# Lightweight Development Pipelines with DVC

In this notebook we will highlight important elements of DVC. You can find extensive information for dvc on their [website](https://dvc.org).

As a showcase we will implement a simple classification pipeline.

### Some Preparations

In [None]:
# --no-scm because we don't want to interfere with the workshops' git
!dvc init -f --no-scm

Optional: We add a new remote storage (could be S3, GCS, SSH, ...)

In [None]:
!dvc remote add -d -f local_storage /tmp/dvc_introduction

Let's check our current status.

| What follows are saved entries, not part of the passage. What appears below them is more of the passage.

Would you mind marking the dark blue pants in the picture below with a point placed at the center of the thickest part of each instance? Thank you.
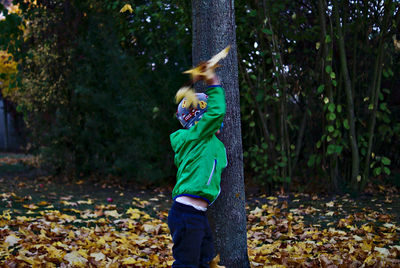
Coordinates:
(191, 234)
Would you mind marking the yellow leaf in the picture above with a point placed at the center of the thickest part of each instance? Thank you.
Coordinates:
(98, 256)
(135, 213)
(126, 7)
(129, 260)
(215, 261)
(11, 240)
(112, 213)
(384, 251)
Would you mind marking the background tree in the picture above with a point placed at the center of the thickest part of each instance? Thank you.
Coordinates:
(213, 30)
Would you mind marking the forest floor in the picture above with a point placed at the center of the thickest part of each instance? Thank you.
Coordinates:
(99, 223)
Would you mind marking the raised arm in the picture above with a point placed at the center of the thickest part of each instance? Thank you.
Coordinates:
(211, 121)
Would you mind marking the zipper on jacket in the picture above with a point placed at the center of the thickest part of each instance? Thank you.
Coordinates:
(212, 172)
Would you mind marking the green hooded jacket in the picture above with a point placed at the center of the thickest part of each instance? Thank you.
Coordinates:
(199, 155)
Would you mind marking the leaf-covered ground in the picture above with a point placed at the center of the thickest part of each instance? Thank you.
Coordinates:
(56, 223)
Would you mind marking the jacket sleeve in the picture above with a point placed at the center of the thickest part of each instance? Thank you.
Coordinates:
(211, 121)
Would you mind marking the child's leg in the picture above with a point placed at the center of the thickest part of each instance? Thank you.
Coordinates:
(187, 230)
(207, 247)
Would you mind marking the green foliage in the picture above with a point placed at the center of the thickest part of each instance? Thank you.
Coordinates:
(288, 35)
(97, 86)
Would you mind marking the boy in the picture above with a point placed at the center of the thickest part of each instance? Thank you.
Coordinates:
(200, 157)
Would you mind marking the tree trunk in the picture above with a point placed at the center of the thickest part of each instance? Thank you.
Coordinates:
(5, 124)
(213, 30)
(350, 103)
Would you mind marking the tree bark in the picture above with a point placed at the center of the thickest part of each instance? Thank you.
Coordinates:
(350, 103)
(213, 30)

Attention: DVC does not have a sophisticated git-like `stage area`, but a cache-directory, that is being synced with the remote.

In [None]:
!dvc status -c

That wasn't too surprising...

We can either add files to our DVC versioning by manually adding them or implicitly in a pipeline.

### Building a Pipeline

In [None]:
!mkdir output-introduction -p

In [None]:
%%sh 
dvc run -n configure \
        -d dvc_introduction.py \
        -o output-introduction/config.pickle \
        python dvc_introduction.py configure output-introduction/config.pickle

In [None]:
%%sh 
dvc run -n train \
        -d dvc_introduction.py \
        -d output-introduction/config.pickle \
        -d ../../fruits \
        -o output-introduction/model.h5 \
        python dvc_introduction.py train_model ../../fruits output-introduction/config.pickle output-introduction/model.h5

In [None]:
%%sh 
dvc run -n export \
        -d dvc_introduction.py \
        -d output-introduction/model.h5 \
        -O ../models/fruits/2 \
        python dvc_introduction.py export output-introduction/model.h5 ../models/fruits/2

### Inspecting and Modifying a Pipeline 

In [None]:
!dvc dag

In [None]:
!dvc status -c

In [None]:
!dvc push

In [None]:
!dvc repro

Let's modify a file and reproduce our pipeline!

#### New Features

Get a file from another (external) git+DVC repository.

In [None]:
!dvc get https://github.com/iterative/example-get-started model.pkl

In [None]:
!rm model.pkl

Get a file *including* its .dvc file from another (external) git+DVC repository.

In [None]:
!dvc import https://github.com/iterative/example-get-started model.pkl

In [None]:
!cat model.pkl.dvc

#### Clean-up

In [None]:
%%sh
dvc destroy -f
rm -rf model.pkl
rm -rf output-introduction
rm -rf /tmp/dvc_introduction